Дед захлопал своими пестрыми рукавицами, хоровод распался, дети кинулись навстречу приехавшим. Их было двое. Один – совсем юный лейтенант-артиллерист со скрещенными пушечками на погонах, другой – уже немолодой на вид капитан. У него было худое, неулыбчивое и, как показалось ребятам, строгое лицо, ранняя седина побелила виски; он шел, опираясь на палку. Ребята обступили гостей, становясь на цыпочки, заглядывая им на грудь и наперебой считая ордена. Гости оглядывались в замешательстве, застенчиво улыбались, и в золотых звездочках на их гимнастерках прыгали огни елки.
Опираясь на палку, капитан вышел вперед и неловко повернулся у елки лицом к ребятам – у него еще не совсем хорошо, видно, слушалась нога.
– Дорогие дети,– медленно начал капитан.– Вот мы с вами сегодня встречаем Новый год у елки, которую вам устроили заботливые люди. А ведь еще недавно не до елок здесь было… Меня просили поделиться с вами некоторыми военными переживаниями, так сказать, эпизодами… И как раз вспомнил я, ребята, про один такой эпизод, который был лично со мной в этой же местности два года назад. Тут тогда, помните, были немцы, ну, проще говоря, фрицы. Я был по специальному заданию сброшен на парашюте с самолета. У меня была с собой такая походная рация… ну, это, в общем, радиостанция, передатчик, и всякое такое. Я должен был кое-что сообщать своим. Спрыгнул я, понимаете, ветром занесло меня на высокую ель. Получилась, в общем, неудача, я сильно зашибся и сломал ногу. Радиостанцию сбросили на особом парашюте. А мороз, знаете, крепкий, натерпелся я жутко. Немцы ведь кругом. А куда я со своей ногой от них денусь?
Долго я так ползал по лесу. Радиостанцию не отыскал. Нашел что-то вроде пещерки. Провизия у меня была с собой, и это меня спасло. Сколько времени я в лесу провел, и не знаю точно. У меня уже борода порядочная отросла. А сообщить о себе не могу – нет при мне моей радиостанции. И вот как раз накануне Нового года, как я уже потом узнал, услышал я шаги – легкие такие, не мужские. Все равно пропадать, думаю, да и вижу, что девушка. Подал я голос тихонько. Рассказал ей все, как и что, и сознание потерял. Вот уже сколько раз я это рассказываю ребятам, а все никак не могу спокойно говорить.

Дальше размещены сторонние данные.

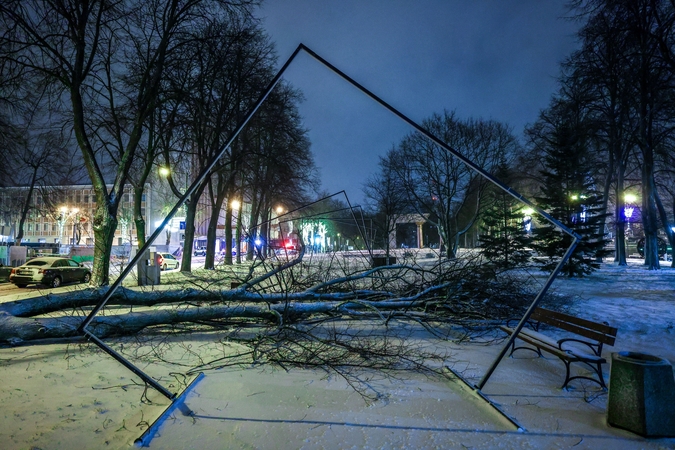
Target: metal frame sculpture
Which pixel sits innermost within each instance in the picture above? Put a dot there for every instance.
(84, 327)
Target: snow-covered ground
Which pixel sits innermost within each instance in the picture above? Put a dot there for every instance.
(60, 396)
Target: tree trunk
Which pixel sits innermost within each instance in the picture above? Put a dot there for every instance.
(191, 214)
(212, 230)
(104, 225)
(649, 213)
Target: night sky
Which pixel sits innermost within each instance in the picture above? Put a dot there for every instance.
(493, 59)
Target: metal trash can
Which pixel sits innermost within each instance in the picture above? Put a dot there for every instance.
(641, 394)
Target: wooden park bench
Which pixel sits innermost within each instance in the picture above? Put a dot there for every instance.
(585, 333)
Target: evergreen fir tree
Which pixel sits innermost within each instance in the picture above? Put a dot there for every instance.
(569, 196)
(504, 239)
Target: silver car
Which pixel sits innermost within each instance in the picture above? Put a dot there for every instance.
(167, 261)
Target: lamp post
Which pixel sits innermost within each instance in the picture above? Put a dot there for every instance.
(628, 208)
(65, 214)
(236, 206)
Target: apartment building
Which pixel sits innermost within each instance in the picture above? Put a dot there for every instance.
(63, 215)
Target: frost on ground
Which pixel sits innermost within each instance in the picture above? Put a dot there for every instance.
(53, 398)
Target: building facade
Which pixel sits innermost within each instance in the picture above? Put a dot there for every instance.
(63, 215)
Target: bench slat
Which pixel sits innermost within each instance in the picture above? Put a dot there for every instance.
(543, 315)
(585, 332)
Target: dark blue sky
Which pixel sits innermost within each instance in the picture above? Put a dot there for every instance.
(495, 59)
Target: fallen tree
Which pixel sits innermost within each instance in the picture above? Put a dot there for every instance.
(455, 290)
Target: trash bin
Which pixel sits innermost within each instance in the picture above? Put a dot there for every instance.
(641, 394)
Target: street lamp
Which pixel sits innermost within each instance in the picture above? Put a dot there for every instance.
(527, 218)
(65, 214)
(628, 209)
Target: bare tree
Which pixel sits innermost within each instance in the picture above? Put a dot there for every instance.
(440, 186)
(88, 52)
(388, 199)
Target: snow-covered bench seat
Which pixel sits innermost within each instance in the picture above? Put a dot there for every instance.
(584, 345)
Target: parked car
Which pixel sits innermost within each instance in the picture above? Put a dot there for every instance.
(167, 261)
(51, 271)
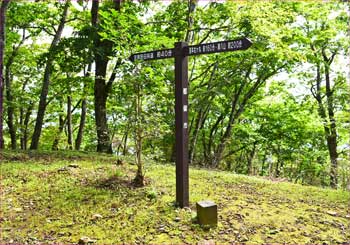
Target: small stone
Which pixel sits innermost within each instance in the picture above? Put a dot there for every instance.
(114, 205)
(97, 216)
(18, 210)
(63, 169)
(85, 240)
(244, 238)
(207, 213)
(332, 213)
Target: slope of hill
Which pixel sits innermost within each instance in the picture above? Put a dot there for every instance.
(89, 199)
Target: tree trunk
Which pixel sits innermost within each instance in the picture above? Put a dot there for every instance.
(46, 81)
(24, 125)
(69, 123)
(332, 137)
(79, 138)
(56, 141)
(10, 107)
(329, 122)
(250, 160)
(4, 5)
(139, 178)
(102, 51)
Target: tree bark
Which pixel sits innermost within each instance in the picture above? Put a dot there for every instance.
(332, 137)
(46, 81)
(56, 141)
(4, 5)
(24, 125)
(69, 123)
(102, 51)
(250, 160)
(80, 134)
(328, 120)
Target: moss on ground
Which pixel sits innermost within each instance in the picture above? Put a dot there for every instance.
(48, 200)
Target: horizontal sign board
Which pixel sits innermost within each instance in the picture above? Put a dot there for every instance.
(207, 48)
(153, 55)
(223, 46)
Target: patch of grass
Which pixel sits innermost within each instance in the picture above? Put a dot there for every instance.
(62, 197)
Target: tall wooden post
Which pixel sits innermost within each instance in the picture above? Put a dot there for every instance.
(181, 53)
(181, 124)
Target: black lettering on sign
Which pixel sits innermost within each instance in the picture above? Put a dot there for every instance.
(223, 46)
(153, 55)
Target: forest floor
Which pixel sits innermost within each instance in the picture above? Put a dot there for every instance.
(67, 198)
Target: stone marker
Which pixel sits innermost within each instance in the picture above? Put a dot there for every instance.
(207, 213)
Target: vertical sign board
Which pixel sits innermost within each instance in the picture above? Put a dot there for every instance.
(181, 53)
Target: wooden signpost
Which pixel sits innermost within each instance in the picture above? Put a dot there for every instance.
(181, 53)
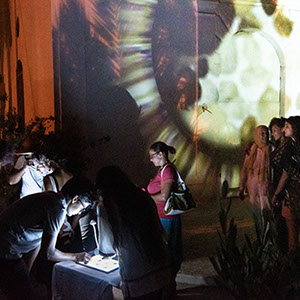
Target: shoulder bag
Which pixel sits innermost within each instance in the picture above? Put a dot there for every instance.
(181, 200)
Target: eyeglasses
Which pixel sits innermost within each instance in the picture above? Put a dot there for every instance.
(84, 207)
(152, 155)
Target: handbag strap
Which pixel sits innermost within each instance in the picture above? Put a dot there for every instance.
(180, 181)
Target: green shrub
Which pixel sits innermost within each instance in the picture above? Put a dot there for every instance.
(258, 269)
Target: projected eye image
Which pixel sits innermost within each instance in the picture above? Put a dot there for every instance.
(200, 76)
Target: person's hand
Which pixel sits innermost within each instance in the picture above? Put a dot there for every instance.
(241, 194)
(83, 256)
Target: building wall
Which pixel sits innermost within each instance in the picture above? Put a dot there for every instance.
(33, 48)
(197, 75)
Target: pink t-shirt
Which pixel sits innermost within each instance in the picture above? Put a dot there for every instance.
(154, 187)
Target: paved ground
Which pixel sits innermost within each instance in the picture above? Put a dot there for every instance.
(200, 239)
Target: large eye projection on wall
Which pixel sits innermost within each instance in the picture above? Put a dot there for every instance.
(204, 74)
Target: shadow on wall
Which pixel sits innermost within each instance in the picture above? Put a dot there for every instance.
(87, 71)
(183, 34)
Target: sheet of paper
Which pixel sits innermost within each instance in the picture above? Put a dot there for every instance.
(101, 263)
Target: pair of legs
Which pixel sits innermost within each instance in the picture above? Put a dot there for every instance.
(173, 230)
(292, 228)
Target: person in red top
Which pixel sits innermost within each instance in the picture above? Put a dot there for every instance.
(160, 188)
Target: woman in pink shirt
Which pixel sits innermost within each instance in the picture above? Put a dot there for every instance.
(255, 174)
(160, 188)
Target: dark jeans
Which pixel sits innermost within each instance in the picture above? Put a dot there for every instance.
(157, 295)
(14, 280)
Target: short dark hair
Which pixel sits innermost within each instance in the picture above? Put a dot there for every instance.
(163, 148)
(278, 122)
(295, 122)
(82, 187)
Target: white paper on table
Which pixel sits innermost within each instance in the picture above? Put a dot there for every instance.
(101, 263)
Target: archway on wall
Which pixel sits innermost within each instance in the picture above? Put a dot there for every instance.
(251, 85)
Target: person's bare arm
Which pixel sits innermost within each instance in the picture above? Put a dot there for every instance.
(30, 257)
(47, 184)
(49, 252)
(164, 194)
(16, 175)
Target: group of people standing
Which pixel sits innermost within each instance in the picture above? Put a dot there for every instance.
(271, 175)
(147, 241)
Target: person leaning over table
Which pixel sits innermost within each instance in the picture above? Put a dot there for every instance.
(138, 236)
(31, 225)
(160, 188)
(6, 154)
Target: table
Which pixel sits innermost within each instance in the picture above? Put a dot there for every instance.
(71, 281)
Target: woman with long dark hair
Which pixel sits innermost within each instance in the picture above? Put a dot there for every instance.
(138, 235)
(160, 188)
(289, 183)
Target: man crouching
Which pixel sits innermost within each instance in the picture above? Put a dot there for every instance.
(31, 225)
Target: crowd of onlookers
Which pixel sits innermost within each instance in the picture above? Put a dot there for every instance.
(52, 219)
(271, 176)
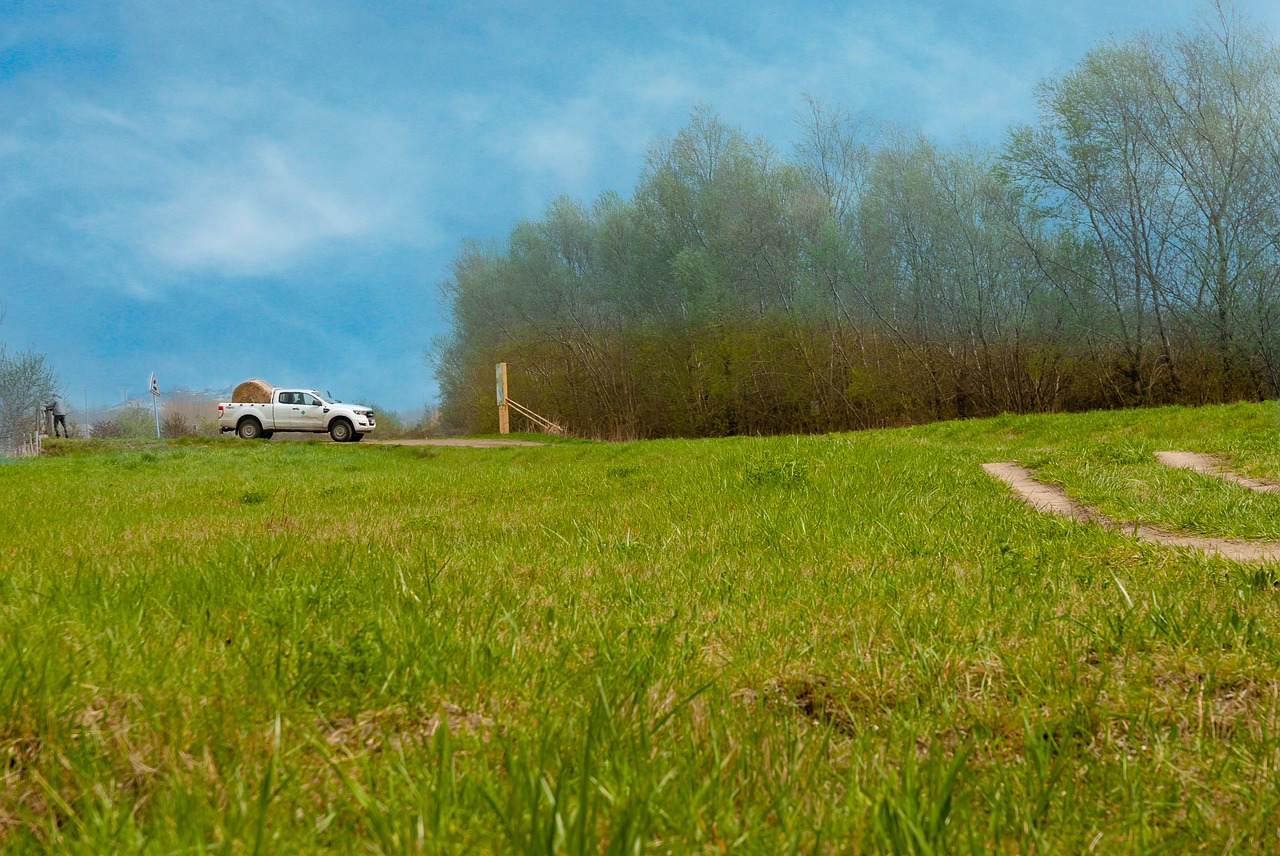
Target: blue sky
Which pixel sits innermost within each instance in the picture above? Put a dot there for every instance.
(222, 190)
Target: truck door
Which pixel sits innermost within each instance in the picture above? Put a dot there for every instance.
(288, 411)
(310, 413)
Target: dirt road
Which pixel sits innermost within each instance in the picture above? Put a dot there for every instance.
(1051, 498)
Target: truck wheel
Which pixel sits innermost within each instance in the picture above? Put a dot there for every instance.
(341, 430)
(248, 429)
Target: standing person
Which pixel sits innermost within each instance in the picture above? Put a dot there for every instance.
(59, 415)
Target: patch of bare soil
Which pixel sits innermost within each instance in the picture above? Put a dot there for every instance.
(476, 443)
(1210, 466)
(1050, 498)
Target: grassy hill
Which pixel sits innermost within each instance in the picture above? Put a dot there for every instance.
(754, 645)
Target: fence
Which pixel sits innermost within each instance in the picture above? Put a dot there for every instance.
(24, 445)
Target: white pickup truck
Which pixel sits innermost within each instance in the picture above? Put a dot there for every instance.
(296, 410)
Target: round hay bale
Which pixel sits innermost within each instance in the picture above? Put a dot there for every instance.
(252, 392)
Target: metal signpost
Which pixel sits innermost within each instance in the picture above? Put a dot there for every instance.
(155, 402)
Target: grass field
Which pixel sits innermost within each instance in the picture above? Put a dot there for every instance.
(833, 644)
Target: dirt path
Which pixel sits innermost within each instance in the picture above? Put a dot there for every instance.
(1208, 466)
(1050, 498)
(475, 443)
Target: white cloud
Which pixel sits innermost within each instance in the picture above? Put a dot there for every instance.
(255, 218)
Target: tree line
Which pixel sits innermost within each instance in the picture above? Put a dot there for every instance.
(1124, 250)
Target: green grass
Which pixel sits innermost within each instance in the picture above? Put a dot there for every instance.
(835, 644)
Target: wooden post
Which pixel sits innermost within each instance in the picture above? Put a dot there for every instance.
(503, 410)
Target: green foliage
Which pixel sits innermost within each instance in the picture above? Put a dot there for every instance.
(842, 642)
(1121, 251)
(27, 384)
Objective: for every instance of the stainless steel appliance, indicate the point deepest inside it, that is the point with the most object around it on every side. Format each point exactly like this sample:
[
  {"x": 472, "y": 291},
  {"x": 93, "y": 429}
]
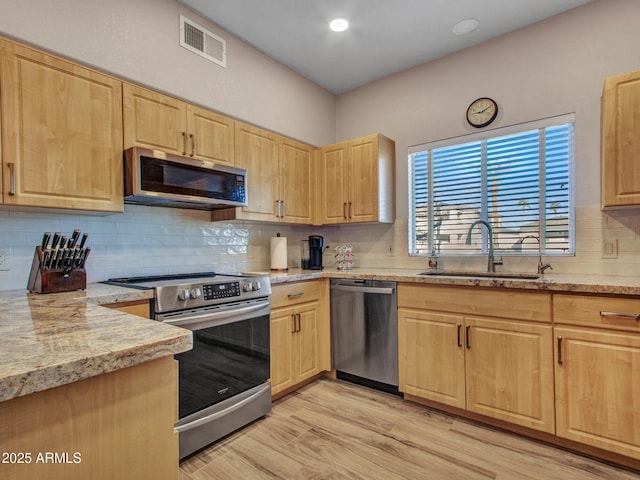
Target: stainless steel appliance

Капитан замолчал и прокашлялся. Все слушали его, боясь даже громко вздохнуть,– и ребята, и Сеня Михалев, и Дед-Мороз, который сжимал своей огромной рукавицей руку маленькой девочки.
– Когда очнулся я,– продолжал капитан,– понять сразу не мог, где это такое я нахожусь. Гляжу, закопан я в солому в каком-то сарае и рядом моя радиостанция. Вот ведь какая славная девушка!.. Катя ее звали… Мало того, что она, меня самого на салазках в деревню отвезла и в сарае спрятала, она еще и радиостанцию разыскала и притащила сюда же.